############################################################################
# Open Online R Stream (https://www.wvbauer.com/doku.php/live_streams)
#
# By: Wolfgang Viechtbauer (https://www.wvbauer.com)
# Date: 2022-02-03
#
# Topic(s):
# - An Introduction to Statistical Learning (https://www.statlearning.com)
# - Section(s): 1 - 2.2.1
#
# last updated: 2022-02-12
############################################################################
# note: the code below is not based on examples in the book but was created to
# illustrate certain concepts that were introduced in the sections covered
############################################################################
# illustrate the idea of training and test MSE and the concept of overfitting
# make results reproducible by setting the seed for the random number generator
set.seed(42)
# sample size
n <- 250
# simulate data for a simple regression model
# true model: y = 2 + 1*x + e, where e ~ N(0,1)
x <- rnorm(n)
y <- 2 + 1 * x + rnorm(n)
# plot the data
plot(x, y, pch=19)
# fit simple regression model
res1 <- lm(y ~ x)
summary(res1)
# note: the fitted model ('f-hat') has the right functional form, but is not
# exactly identical to the true model ('f'); note that the estimated intercept
# and slope differ somewhat from the true values (true intercept = 2, true
# slope = 1); this discrepancy is 'reducible error' because the larger n, the
# closer the estimated coefficients will tend to be to the true coefficients
# add regression line to the scatterplot
abline(res1, lwd=3)
# mean squared error (eq. 2.5) for the training data
1/n * sum((y - predict(res1))^2)
# simulate a 100 additional predictors that are in reality unrelated to y
Z <- replicate(100, rnorm(n))
# fit a regression model including x and the irrelevant predictors
res2 <- lm(y ~ x + Z)
summary(res2)
# mean squared error for this model
1/n * sum((y - predict(res2))^2)
# note that the MSE is quite a bit lower then the one for model res1 above;
# however, what we have computed is the 'train MSE'; to assess how well these
# models work with new data, we have to compute the 'test MSE'
# simulate a large set of new data based on the true model
n_new <- 100000
x_new <- rnorm(n_new)
y_new <- 2 + 1 * x_new + rnorm(n_new)
Z_new <- replicate(100, rnorm(n_new))
# compute predicted outcomes based on models res1 and res2
pred1 <- cbind(1, x_new) %*% coef(res1)
pred2 <- cbind(1, x_new, Z_new) %*% coef(res2)

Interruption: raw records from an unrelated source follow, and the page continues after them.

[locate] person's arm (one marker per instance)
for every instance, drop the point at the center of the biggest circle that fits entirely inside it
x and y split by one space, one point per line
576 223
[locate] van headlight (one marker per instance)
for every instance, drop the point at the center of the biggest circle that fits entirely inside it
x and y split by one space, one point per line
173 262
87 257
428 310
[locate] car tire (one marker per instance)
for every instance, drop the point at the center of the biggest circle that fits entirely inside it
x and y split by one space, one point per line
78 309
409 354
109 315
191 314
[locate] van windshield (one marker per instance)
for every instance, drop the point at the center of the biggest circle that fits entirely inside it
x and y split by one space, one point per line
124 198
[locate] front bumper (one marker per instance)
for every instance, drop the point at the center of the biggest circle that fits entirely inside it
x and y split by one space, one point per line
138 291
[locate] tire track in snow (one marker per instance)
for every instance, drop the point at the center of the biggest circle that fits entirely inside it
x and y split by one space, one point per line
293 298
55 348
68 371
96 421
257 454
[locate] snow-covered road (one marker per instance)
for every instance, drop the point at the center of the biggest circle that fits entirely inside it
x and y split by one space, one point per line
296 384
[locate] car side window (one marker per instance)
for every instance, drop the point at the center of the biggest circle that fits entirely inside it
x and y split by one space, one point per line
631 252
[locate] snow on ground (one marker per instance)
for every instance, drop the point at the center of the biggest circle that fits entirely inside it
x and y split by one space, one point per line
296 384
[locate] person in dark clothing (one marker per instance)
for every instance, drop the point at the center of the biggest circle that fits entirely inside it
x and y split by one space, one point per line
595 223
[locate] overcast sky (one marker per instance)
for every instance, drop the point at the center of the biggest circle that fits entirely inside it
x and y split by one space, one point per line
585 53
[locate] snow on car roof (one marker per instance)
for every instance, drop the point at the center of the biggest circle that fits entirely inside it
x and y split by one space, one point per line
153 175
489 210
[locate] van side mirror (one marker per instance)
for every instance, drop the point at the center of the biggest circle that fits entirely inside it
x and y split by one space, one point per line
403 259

# compute the 'test MSE' for the two models
1/n_new * sum((y_new - pred1)^2)
1/n_new * sum((y_new - pred2)^2)
# note that the 'test MSE' is lower for model res1; in essence, model res2
# overfits the data, because it includes a very large number of irrelevant
# predictors, so even though it gives a better fit for the training data, this
# won't be the case for new data
############################################################################
# another concept discussed in these sections is the difference between a
# parametric model and a nonparametric model; a regression model for example
# is a parametric model
# plot the data again
plot(x, y, pch=19)
# add regression line from model res1 to the scatterplot
abline(res1, lwd=3, col="green")
# methods such as smoothers can be considered to be nonparametric methods (one
# can debate this point, since certain types of smoothers may still be based
# on parametric models that are fitted in succession to various parts of the
# data, but let's not quibble about this point)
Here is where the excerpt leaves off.